Небольшая подробность: записку принимает у Калугина чиновник особых поручений Ф.М. Тургенев, а составляет по ней донесение Д.В. Голицыну его адъютант П.П. Новосильцев. Таков порядок? Ничего подобного. Сообщение Новосильцева носит по существу частный характер. Он всегда в курсе всех поступков, но и настроений князя, умеет их угадать, а то и подсказать.

А если все-таки предположить вмешательство с его помощью III Отделения? Дело Алябьева в подведомственных шефу жандармов фондах, конечно же, существовало — «О лицах, прикосновенных к делу об обыгрании в Москве в карты и убиении коллежского советника Времева» под № 45 первой описи за 1826 г. Обстоятельства составления новосильцевского донесения — именно его! — подробно зафиксированы. Бенкендорфу понятны все внутренние пружины дела, в том числе и порожденные личными конфликтами нарушения закона.
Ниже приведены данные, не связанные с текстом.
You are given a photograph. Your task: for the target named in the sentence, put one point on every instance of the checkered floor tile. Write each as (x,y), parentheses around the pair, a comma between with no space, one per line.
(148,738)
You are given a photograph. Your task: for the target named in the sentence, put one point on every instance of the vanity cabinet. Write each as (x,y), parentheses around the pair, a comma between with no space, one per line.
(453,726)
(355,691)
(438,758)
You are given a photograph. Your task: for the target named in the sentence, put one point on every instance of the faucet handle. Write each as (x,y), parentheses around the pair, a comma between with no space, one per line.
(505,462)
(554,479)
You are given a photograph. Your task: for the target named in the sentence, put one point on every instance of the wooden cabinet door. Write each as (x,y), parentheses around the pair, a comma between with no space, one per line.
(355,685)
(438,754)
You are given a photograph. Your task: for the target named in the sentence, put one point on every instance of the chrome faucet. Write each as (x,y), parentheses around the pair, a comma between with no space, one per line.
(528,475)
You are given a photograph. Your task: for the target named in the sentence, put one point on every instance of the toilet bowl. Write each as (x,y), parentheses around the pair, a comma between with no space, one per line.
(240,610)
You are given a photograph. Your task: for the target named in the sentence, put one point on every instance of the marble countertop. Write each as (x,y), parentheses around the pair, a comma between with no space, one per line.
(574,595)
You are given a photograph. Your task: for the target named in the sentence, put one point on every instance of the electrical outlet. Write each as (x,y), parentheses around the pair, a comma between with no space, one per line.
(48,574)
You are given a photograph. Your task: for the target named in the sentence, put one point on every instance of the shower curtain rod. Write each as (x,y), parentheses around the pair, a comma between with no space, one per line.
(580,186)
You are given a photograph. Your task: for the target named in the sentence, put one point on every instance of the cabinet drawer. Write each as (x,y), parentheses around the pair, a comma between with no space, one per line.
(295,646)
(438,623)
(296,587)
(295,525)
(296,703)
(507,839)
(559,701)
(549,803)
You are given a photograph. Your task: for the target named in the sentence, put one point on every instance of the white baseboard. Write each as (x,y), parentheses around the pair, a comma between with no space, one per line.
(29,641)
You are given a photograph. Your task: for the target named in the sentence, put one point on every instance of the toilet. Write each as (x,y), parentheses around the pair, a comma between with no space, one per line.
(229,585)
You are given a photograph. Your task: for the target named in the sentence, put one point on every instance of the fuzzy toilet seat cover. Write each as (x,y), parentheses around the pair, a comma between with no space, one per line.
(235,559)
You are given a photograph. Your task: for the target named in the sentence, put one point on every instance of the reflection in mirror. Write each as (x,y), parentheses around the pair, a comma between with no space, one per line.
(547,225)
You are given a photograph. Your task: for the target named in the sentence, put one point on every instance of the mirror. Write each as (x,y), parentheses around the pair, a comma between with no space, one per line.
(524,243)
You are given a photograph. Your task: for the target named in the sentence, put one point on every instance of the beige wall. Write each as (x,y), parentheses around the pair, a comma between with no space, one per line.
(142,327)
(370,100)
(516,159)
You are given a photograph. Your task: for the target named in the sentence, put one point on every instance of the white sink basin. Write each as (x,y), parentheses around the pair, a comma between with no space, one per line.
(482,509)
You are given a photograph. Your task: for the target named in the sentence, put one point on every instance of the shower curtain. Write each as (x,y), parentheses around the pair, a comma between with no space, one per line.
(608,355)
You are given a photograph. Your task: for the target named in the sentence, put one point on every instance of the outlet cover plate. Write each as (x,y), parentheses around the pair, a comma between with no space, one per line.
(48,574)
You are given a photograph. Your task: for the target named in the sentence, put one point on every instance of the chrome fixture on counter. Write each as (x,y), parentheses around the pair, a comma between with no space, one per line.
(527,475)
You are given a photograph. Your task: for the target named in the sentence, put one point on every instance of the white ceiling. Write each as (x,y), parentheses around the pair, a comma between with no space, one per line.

«Самое начало оного, по мнению публики, — напишет он, — послужило к сугубому вреду прикосновенных к оному лицам по существу существовавшей будто бы в то время ссоры между губернатором Безобразовым и бывшим обер-полицмейстером Шульгиным, который после следствия, произведенного губернатором на месте, где Времев умер, разнес слух, как говорят, по личности к одному из прикосновенных, о насильственной смерти Времева, и приступил к преследованию дела в Москве».

Начальник III Отделения не захотел упоминать ни в какой связи имени Д.В. Голицына. Между тем настоящий конфликт существовал именно между генерал-губернатором и Шульгиным 1-м. Вне зависимости от многих других соображений, Голицын имел в виду скомпрометировать деятельность обер-полицмейстера, от которого давно и безуспешно пытался избавиться. Преждевременные похороны воронежского помещика на основании неверного медицинского заключения давали слишком серьезные преимущества в борьбе с Шульгиным 1-м. В сложившейся ситуации обер-полицмейстеру не приходилось возражать, но нарочитым рвением попытаться прикрыть явное упущение по службе. Как-никак к разрешению на похороны Голицын никакого отношения не имел.